Números complexos

O C± tem números complexos como tipo nativo: comp. Um complexo é um par de floats (parte real e imaginária) no formato de ponto flutuante do processador, e a aritmética sobre ele é gerada pelo compilador, sem biblioteca externa.

Declarar e operar

comp z;
comp w = 3.0 + 4.0i;
comp data[8];              // vetor de complexos

z = w * conj(w);           // 25 + 0i
float m = mod2(w);         // 25.0, o modulo ao quadrado
float f = fase(w);         // 0.927 rad
comp  u = complex(a, b);   // monta a + bi a partir de dois floats

O literal exige as duas partes: 3.0 + 4.0i funciona, 4.0i sozinho não. O identificador i é reservado pela linguagem exatamente por isso.

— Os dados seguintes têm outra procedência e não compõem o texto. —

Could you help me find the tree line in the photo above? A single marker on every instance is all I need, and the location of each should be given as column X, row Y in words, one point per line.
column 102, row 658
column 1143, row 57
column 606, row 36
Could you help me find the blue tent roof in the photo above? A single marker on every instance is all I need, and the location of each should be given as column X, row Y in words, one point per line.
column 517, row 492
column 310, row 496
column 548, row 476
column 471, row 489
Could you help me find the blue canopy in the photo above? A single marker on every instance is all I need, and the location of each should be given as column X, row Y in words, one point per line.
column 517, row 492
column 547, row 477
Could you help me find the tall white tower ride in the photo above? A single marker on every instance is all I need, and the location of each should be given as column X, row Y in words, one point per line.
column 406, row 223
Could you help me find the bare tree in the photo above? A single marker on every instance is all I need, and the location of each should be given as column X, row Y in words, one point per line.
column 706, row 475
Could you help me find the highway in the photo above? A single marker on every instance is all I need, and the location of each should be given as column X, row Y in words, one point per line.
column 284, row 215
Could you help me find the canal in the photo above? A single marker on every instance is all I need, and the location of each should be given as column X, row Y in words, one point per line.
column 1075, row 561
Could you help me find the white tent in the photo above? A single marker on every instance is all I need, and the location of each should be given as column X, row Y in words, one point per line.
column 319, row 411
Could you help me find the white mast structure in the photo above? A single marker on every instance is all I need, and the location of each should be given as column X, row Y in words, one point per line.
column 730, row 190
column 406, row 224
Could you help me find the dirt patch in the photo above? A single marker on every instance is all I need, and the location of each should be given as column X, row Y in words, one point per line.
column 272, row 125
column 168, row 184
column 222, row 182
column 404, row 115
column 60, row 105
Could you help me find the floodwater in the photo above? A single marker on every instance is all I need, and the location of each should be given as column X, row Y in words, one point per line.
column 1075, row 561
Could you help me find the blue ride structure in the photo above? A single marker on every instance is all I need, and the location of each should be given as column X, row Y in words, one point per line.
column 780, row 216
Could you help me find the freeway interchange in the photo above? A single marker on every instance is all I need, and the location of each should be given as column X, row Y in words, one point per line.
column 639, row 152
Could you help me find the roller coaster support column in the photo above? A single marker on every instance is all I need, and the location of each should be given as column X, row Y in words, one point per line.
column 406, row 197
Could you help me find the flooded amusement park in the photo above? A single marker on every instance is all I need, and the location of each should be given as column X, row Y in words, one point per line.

O que funciona e o que não

Operação

Com comp

+  -  *  / e o - unário

sim, com a álgebra completa

comparações (<, ==, …)

comparam o módulo, com aviso

%, bits (&, `

, ^, ~), deslocamentos, ++`

abs

sim: devolve o módulo

sqrt, exp, log, sin, cos, tan, atan

sim, nas versões complexas

pow, hiperbólicas, arredondamentos, pset, sign, norm

não

out() direto de um comp

não: escreva fout(p, real(z)) e fout(p, imag(z))

notação de Dirac

não; vetores Dirac são de int ou float

As funções de acesso: real(z), imag(z), mod2(z), fase(z), complex(a, b), conj(z).

Custo e representação

Um comp ocupa duas células de memória. Uma multiplicação complexa custa quatro multiplicações e duas somas reais; uma divisão, isso mais a divisão pelo módulo ao quadrado. O compilador gera essas sequências e o TASM relata os blocos instanciados, como sempre.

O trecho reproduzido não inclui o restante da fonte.